Are you overweight? Do you constantly feel drowsy? Do you struggle to breathe while asleep? Do you have high blood pressure? If so, consult a doctor who specializes in sleep disorders. These are all telltale signs of sleep apnea.

Use a single low pillow. Sleeping on too many pillows can stretch and narrow the nasal passage. If, however, you are congested, elevate the head by placing books under the mattress to encourage better drainage.

Try to sleep on your stomach, since snoring is less likely to occur in this position. You can buy anti-snoring pillows designed to keep snorers on their side while asleep.

Adopt a healthy lifestyle. Extra weight, smoking, alcohol and drugs all exacerbate snoring.

Review your meds. Sleeping pills, antihistamines and other medications increase snoring.

Consult your doctor if you suspect that allergies and nasal congestion may be causing the problem. Make sure your allergy medication is antihistamine free.
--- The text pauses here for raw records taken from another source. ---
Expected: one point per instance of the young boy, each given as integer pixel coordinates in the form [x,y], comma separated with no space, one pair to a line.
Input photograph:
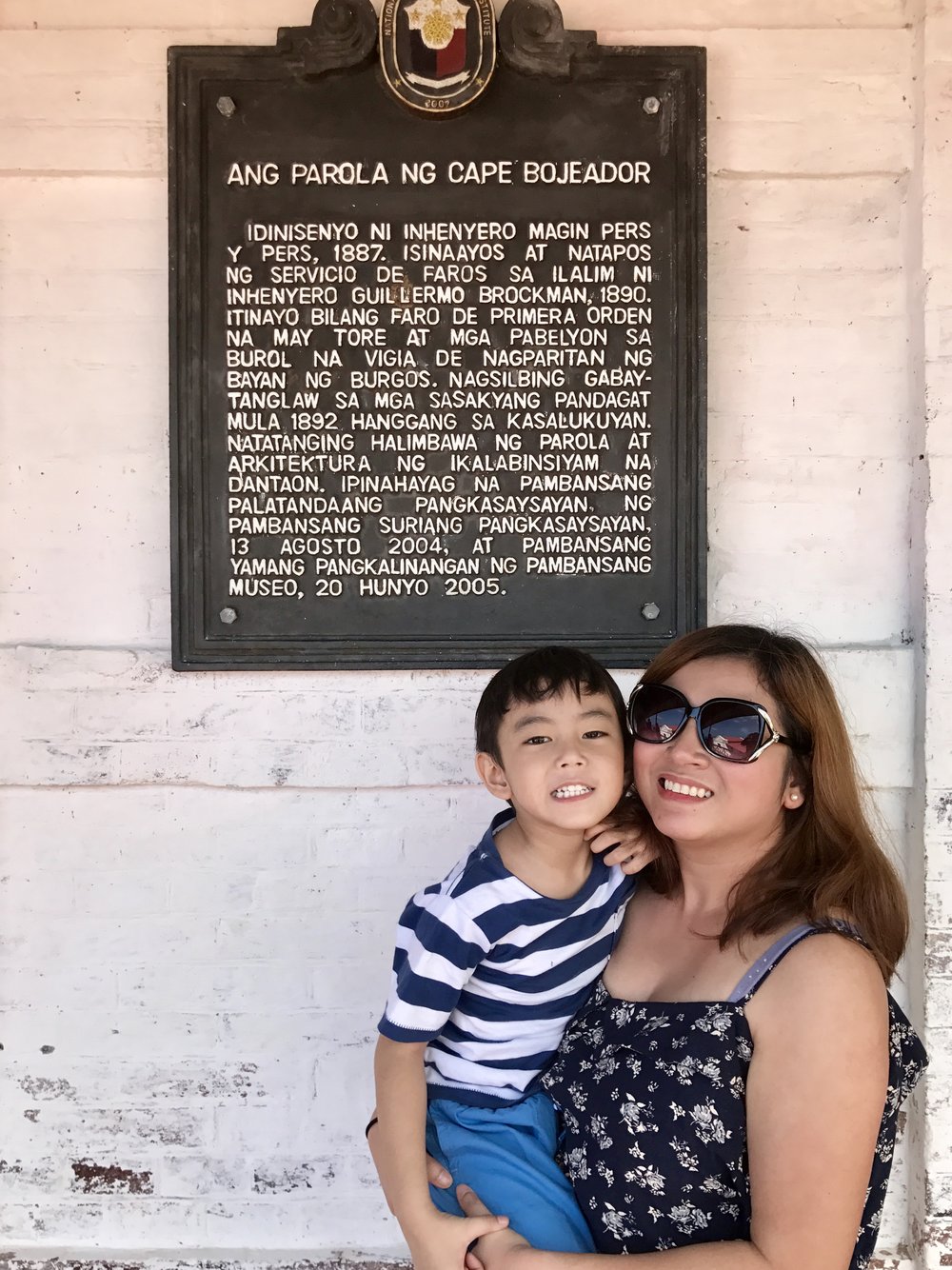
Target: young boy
[493,962]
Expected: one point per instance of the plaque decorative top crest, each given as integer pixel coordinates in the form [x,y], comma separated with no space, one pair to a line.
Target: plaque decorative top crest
[437,55]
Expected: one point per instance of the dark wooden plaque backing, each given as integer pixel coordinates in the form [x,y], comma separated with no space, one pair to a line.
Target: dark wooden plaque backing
[517,564]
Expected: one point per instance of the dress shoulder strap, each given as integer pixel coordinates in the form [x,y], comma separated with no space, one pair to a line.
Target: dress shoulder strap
[764,964]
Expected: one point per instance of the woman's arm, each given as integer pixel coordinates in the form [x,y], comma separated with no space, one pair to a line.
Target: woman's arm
[815,1095]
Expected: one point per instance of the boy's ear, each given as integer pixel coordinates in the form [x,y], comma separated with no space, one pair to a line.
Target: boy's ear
[493,775]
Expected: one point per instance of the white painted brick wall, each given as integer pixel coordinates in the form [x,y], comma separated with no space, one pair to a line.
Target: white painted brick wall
[201,873]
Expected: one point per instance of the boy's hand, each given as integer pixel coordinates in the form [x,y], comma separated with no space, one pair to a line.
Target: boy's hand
[624,844]
[438,1240]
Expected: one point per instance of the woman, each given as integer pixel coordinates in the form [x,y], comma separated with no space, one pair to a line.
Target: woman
[730,1090]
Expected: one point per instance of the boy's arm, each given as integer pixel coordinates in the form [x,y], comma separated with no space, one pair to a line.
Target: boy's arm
[437,1240]
[400,1133]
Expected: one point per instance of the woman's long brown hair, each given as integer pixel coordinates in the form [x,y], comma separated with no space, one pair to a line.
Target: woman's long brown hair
[826,863]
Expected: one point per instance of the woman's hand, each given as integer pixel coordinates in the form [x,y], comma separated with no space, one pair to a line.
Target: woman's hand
[621,843]
[494,1251]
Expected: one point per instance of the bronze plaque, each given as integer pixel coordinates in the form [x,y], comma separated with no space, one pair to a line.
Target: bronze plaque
[437,375]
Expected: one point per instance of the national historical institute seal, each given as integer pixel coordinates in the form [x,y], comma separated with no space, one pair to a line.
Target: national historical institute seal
[437,55]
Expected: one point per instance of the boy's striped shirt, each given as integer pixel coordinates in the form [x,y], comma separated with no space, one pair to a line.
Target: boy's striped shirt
[489,972]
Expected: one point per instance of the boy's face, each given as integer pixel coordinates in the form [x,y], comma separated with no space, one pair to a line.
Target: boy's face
[563,761]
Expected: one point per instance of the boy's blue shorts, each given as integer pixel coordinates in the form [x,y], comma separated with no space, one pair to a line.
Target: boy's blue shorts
[506,1155]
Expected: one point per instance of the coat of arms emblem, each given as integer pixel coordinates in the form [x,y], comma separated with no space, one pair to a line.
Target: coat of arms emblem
[438,55]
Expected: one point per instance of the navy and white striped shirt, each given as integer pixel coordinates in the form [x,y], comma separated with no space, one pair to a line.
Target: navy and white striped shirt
[489,972]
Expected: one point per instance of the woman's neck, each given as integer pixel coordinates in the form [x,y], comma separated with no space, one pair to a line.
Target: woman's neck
[707,877]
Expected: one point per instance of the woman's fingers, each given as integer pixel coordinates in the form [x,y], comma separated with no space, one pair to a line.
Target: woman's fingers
[620,844]
[472,1205]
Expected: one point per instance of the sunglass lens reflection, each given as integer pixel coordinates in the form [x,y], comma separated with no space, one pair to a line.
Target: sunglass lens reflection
[729,733]
[657,714]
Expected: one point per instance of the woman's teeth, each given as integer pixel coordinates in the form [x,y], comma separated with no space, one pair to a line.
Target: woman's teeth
[692,790]
[571,791]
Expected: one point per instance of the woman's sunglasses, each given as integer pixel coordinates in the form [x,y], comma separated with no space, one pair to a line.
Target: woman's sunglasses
[735,730]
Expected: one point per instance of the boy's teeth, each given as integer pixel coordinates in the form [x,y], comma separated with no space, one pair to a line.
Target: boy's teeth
[676,787]
[571,790]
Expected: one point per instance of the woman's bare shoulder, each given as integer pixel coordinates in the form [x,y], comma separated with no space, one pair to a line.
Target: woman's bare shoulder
[824,974]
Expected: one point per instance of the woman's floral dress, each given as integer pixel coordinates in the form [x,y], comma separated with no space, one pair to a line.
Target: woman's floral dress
[655,1121]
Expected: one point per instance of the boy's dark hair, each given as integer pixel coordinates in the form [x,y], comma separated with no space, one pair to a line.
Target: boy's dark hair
[536,676]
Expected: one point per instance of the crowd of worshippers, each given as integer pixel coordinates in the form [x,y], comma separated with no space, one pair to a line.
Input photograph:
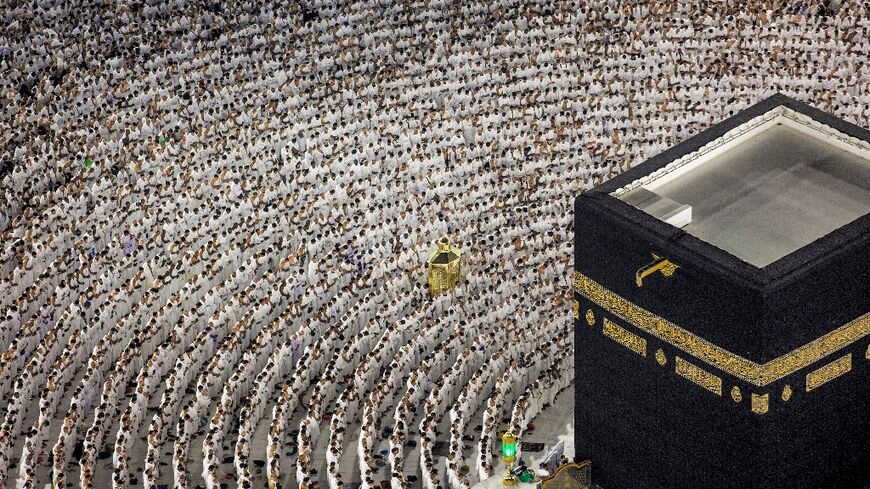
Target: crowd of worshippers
[215,218]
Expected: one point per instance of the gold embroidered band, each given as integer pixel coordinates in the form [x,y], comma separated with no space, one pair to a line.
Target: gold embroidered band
[626,338]
[760,403]
[698,375]
[829,372]
[730,363]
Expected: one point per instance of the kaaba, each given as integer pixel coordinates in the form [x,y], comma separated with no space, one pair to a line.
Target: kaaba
[722,309]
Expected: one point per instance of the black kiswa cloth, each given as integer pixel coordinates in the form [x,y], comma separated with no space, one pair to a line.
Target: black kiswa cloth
[773,384]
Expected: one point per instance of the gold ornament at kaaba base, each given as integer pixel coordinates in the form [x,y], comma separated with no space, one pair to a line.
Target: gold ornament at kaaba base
[445,264]
[590,317]
[624,337]
[570,476]
[760,403]
[829,372]
[659,264]
[759,375]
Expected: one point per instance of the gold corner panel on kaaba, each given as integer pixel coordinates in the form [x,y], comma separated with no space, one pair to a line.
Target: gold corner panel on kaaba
[758,379]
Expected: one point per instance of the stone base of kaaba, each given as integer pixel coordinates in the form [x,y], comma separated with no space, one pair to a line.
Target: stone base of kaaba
[645,427]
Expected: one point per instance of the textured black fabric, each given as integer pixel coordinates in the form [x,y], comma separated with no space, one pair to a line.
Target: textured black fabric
[643,426]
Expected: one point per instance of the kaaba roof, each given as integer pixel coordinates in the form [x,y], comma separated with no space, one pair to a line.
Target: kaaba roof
[758,188]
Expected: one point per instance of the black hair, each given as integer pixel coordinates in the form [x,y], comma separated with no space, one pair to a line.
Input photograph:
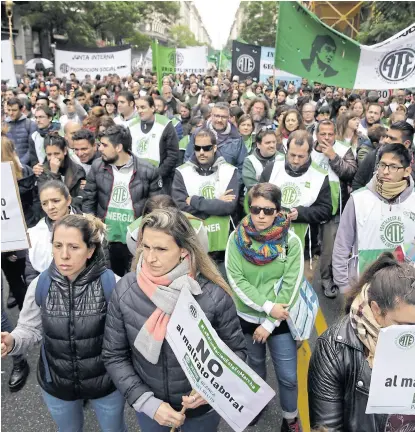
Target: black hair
[84,134]
[399,151]
[119,135]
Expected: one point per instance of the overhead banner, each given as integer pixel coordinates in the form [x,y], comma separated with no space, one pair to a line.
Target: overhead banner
[267,69]
[13,225]
[227,383]
[7,65]
[93,61]
[246,60]
[392,385]
[316,51]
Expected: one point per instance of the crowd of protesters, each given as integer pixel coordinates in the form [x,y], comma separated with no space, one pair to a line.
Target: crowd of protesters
[196,182]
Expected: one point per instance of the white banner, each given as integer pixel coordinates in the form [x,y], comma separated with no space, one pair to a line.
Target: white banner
[192,60]
[13,226]
[389,64]
[233,389]
[392,386]
[103,61]
[7,66]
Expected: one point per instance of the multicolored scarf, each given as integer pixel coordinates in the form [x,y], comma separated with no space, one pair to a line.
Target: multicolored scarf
[164,292]
[273,239]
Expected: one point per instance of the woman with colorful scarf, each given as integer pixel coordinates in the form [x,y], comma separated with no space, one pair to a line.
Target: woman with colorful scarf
[262,253]
[139,360]
[341,366]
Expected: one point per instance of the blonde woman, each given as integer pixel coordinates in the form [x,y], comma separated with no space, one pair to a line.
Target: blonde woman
[144,368]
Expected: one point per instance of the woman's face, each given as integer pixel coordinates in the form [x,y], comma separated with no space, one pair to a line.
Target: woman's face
[291,122]
[54,204]
[160,252]
[70,252]
[262,221]
[245,128]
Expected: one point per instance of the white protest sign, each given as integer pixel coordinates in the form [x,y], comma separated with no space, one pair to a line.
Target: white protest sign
[13,226]
[228,384]
[93,61]
[392,386]
[7,65]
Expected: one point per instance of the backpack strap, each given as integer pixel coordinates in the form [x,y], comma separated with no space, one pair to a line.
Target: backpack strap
[108,283]
[42,287]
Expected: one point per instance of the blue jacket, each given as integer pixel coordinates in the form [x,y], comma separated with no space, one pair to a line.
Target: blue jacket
[232,148]
[20,132]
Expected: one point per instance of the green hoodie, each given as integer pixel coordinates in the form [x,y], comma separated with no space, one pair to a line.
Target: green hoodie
[253,286]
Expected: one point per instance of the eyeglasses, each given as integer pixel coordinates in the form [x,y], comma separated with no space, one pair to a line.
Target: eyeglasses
[204,148]
[268,211]
[392,168]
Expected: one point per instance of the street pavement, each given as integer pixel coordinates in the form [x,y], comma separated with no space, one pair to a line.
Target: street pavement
[25,411]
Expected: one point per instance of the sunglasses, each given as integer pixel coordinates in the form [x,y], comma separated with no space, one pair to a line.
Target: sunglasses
[268,211]
[204,148]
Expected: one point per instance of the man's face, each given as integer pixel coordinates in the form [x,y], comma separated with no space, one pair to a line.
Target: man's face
[84,150]
[219,118]
[297,156]
[373,114]
[204,151]
[14,112]
[258,111]
[326,53]
[326,135]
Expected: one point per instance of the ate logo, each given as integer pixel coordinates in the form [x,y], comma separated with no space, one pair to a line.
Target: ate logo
[397,65]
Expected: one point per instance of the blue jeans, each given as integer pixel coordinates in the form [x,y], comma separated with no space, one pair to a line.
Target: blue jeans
[283,351]
[69,415]
[208,422]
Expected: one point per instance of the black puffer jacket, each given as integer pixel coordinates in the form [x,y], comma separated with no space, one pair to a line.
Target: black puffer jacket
[144,183]
[339,381]
[128,311]
[73,321]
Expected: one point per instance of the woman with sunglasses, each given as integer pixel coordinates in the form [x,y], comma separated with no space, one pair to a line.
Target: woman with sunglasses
[262,253]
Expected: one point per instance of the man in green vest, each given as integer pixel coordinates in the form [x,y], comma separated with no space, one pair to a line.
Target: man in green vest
[207,187]
[378,218]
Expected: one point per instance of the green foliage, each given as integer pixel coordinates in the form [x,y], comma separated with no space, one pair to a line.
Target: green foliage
[86,21]
[260,22]
[181,36]
[386,19]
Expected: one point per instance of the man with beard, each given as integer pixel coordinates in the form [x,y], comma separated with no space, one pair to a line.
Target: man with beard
[304,185]
[119,173]
[258,109]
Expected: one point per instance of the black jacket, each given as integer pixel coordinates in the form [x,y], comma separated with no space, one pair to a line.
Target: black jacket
[338,383]
[73,321]
[144,183]
[133,375]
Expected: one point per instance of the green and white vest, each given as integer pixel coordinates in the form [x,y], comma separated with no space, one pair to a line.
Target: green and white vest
[120,212]
[323,162]
[147,145]
[298,191]
[381,227]
[210,187]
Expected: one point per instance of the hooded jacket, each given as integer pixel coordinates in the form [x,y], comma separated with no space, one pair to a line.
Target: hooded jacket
[20,132]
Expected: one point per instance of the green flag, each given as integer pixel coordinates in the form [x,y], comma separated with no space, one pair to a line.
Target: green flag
[307,47]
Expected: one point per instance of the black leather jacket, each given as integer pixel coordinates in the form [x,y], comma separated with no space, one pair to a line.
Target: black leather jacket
[338,383]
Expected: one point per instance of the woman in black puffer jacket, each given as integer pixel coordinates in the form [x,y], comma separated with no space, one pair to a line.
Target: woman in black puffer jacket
[146,371]
[66,306]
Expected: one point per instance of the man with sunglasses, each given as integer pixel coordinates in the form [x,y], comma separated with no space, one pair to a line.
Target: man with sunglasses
[378,218]
[207,187]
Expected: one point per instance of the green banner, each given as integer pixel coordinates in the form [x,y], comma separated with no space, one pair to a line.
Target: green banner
[307,47]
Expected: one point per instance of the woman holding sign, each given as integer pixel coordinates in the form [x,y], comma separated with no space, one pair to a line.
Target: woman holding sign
[261,252]
[136,355]
[341,366]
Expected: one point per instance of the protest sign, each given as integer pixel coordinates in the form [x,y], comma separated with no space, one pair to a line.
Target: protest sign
[392,386]
[7,66]
[92,61]
[13,225]
[233,389]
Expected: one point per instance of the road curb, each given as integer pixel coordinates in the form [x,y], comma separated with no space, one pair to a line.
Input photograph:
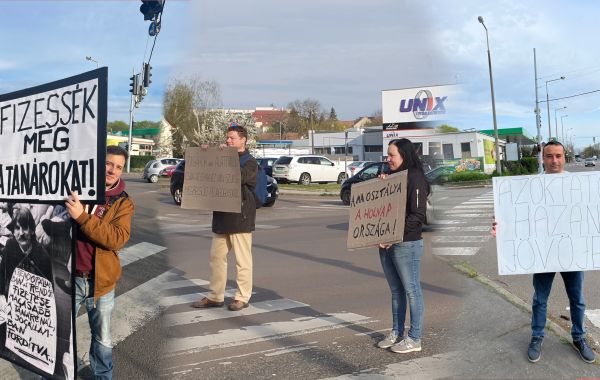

Try an over-the-counter nasal strip. These strips may widen the nasal passages and decrease congestion to reduce snoring.

Ask your dentist about using an oral appliance designed to reduce snoring.

Discuss the treatments for sleep apnea with a sleep-disorder specialist. These include surgery, radio-frequency treatment and a sleeping mask that aids breathing.

Tips & Warnings

  • If you are the bedmate of a snorer, use earplugs. The loud noise may prevent you from getting restful sleep and lead to sleep deprivation.
  • See also How to Remedy Sleep Problems.
  • Severe sleep apnea is potentially fatal if left untreated. An obstruction in the respiratory passage interferes with a person's ability to breathe while sleeping. In severe cases, the sleeper may stop breathing for a minute or even longer.